Yarrr! Arrrrgh! Har-te-harrr!
Thar be clients on the poop deck ta’day, so a no pirate-speaking shall I be.
[sad pirate]Yar.[/sad pirate]
Yarrr! Arrrrgh! Har-te-harrr!
Thar be clients on the poop deck ta’day, so a no pirate-speaking shall I be.
[sad pirate]Yar.[/sad pirate]
Avast! T’weren’t for a lucky pass through the Straight of Dope an’ I’d be worthless lubber! It does me more good than a bottle o’ rum to sail amongst the skurviest dogs who ever hoisted a Spaniard up a yardarm! Harrr mateys, let’s tip another tankard! Drink and the devil and done for the rest!
I be a-tellin these confounded cow-orkers about this Pirate Talkin’ thing - they thinks I’ve lost me marbles!
-Mad Morgan Rockham
Yarrr, ye may call me Dirty William Cash. Not too shabby, says I:
“You’re the pirate everyone else wants to throw in the ocean – not to get rid of you, you understand; just to get rid of the smell.
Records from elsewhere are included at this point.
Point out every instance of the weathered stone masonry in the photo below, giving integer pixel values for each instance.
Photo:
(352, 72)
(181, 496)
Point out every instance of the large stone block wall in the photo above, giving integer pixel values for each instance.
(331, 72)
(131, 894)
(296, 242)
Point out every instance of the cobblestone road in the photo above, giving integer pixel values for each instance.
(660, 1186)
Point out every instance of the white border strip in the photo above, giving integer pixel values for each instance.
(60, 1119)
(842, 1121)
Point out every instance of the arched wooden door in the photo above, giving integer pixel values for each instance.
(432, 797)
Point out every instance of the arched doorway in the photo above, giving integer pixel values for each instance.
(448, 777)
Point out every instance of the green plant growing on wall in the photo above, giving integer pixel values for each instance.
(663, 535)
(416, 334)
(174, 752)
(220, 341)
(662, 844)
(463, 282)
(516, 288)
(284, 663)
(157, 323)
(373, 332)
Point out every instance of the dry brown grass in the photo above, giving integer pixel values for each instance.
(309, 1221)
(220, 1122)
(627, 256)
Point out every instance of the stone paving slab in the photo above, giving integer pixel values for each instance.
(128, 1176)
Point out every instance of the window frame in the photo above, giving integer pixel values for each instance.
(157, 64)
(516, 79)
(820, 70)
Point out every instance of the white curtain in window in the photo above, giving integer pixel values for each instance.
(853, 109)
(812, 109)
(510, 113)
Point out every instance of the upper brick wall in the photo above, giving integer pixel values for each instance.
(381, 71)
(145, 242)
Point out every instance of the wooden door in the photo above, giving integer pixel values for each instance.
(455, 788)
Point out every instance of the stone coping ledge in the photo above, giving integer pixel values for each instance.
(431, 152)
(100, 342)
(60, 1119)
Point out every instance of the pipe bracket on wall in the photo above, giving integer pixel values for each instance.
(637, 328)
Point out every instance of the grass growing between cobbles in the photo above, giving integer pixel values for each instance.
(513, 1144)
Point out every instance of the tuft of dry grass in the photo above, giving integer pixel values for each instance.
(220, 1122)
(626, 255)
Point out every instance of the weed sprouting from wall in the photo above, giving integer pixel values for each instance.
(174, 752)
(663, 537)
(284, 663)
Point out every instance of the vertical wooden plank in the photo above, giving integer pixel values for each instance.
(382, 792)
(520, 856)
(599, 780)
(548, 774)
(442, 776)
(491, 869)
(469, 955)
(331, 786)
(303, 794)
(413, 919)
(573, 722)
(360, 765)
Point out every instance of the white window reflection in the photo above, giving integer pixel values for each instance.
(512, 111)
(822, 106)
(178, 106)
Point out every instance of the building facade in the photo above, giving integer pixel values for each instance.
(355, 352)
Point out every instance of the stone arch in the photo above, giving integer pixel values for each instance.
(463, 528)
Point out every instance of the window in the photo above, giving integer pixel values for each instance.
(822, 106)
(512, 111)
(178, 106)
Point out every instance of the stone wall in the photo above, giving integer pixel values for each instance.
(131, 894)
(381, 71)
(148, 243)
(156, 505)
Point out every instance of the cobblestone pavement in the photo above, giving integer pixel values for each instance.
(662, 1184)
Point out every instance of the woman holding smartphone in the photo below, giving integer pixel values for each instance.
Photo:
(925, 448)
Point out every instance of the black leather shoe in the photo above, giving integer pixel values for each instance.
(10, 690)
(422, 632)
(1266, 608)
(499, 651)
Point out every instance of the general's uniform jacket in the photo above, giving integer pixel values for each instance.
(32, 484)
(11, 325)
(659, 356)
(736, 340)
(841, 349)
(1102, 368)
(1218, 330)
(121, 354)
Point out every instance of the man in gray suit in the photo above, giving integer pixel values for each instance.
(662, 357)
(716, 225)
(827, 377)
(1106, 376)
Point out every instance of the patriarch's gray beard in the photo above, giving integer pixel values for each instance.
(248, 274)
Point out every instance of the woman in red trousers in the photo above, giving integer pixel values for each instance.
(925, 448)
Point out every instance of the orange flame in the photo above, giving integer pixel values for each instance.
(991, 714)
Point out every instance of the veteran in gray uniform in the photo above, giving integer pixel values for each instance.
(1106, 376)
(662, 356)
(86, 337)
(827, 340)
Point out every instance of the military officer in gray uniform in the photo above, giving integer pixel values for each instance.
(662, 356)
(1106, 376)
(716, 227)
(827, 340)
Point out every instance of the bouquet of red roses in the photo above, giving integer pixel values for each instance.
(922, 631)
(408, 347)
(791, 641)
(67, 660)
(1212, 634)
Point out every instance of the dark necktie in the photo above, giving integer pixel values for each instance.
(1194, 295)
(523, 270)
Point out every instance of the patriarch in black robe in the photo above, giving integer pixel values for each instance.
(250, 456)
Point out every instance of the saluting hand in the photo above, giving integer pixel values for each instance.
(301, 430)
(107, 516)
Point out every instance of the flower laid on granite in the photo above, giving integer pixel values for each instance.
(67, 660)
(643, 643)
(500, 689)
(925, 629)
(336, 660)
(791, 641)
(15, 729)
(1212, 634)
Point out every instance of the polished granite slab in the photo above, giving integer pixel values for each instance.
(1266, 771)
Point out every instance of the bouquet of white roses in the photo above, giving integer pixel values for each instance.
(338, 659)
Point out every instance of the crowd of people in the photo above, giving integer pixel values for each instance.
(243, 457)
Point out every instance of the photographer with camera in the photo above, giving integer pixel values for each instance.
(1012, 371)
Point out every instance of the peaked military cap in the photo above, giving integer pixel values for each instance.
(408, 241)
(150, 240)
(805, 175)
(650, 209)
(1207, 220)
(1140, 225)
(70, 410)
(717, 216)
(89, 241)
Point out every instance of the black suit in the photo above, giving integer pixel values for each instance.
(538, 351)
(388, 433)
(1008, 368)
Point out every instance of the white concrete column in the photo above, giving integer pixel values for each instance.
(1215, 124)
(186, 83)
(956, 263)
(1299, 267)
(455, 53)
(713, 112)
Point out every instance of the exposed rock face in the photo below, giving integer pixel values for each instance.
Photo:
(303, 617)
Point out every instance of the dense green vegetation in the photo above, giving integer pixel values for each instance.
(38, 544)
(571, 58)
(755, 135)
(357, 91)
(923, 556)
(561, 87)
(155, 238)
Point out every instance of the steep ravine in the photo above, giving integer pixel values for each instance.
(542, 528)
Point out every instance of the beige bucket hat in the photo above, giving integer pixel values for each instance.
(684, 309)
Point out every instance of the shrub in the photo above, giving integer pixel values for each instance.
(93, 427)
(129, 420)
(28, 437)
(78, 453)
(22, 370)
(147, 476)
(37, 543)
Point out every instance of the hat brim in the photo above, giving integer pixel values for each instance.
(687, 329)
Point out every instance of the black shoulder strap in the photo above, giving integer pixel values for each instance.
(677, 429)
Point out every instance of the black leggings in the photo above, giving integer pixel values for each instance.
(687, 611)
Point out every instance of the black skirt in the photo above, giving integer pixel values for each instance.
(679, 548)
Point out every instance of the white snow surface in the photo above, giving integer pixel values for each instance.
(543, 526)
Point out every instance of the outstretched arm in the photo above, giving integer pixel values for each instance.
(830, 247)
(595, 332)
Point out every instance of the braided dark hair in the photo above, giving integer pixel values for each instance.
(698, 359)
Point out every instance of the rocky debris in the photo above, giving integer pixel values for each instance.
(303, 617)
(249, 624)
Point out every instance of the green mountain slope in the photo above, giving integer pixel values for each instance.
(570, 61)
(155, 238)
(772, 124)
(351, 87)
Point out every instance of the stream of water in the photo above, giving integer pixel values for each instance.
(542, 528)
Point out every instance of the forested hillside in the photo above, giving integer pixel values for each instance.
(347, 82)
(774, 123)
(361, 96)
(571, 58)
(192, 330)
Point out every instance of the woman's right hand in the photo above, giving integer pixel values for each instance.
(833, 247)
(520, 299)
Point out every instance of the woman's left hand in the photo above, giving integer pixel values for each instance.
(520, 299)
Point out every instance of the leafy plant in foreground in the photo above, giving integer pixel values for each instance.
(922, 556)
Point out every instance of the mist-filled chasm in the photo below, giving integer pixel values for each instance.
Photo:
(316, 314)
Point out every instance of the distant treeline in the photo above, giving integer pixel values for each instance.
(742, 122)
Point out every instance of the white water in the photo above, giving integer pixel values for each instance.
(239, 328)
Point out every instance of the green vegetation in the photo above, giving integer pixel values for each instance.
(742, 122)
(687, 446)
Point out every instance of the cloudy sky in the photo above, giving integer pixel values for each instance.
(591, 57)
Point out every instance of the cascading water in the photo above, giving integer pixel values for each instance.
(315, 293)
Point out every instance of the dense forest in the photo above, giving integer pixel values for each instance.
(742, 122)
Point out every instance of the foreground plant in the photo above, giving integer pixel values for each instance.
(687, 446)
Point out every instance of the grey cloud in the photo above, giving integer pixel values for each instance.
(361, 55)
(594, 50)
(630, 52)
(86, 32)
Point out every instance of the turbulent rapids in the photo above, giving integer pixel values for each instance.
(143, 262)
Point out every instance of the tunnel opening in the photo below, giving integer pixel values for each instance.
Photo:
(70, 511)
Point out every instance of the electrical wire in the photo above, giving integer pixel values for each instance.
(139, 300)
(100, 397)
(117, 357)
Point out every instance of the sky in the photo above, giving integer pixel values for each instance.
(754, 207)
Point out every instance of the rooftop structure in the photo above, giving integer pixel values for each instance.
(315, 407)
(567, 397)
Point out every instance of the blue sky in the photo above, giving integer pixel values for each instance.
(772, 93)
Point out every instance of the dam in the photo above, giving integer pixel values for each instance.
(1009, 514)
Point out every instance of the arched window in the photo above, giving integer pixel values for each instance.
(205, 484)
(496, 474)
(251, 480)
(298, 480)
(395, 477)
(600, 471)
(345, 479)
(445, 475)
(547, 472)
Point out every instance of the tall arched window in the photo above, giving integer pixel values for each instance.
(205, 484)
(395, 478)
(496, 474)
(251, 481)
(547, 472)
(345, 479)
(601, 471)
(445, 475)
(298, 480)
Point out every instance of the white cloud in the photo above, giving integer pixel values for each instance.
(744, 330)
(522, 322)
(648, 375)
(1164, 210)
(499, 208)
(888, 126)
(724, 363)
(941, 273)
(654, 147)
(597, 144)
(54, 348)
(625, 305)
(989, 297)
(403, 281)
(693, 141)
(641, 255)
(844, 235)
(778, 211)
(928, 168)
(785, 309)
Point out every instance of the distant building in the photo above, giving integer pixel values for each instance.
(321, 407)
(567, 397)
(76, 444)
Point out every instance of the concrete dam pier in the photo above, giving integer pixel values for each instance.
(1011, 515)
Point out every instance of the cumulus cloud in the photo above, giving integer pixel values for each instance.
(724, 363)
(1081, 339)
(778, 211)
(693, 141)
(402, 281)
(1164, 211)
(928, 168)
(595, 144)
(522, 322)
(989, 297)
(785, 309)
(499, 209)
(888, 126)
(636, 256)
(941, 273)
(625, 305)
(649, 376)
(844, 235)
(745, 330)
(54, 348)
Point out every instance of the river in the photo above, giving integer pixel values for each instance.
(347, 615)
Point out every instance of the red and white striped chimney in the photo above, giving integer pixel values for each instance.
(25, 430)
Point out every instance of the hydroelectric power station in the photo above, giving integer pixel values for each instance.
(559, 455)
You’re musical, and you’ve got a certain style if not flair. You’ll do just fine. Arr!”
I talked like a pirate a bit on TLAPD, I’ll confess, including with my family, but I did nae do it when I opened court… though tempted I was, 'tis true. Savvy?
Ah, ye know what a pirate’s favorite game show be?
Jeparrrdy!
Avast conspiracy there be to utter poxy pirate puns!
Alliteration?!? Bad form! runs Loopydude through with her cutlass
Yaarrrgh, 'pologies 'bout that. Itchy cutlass finger; 'tis been a scurvy day, to be sure.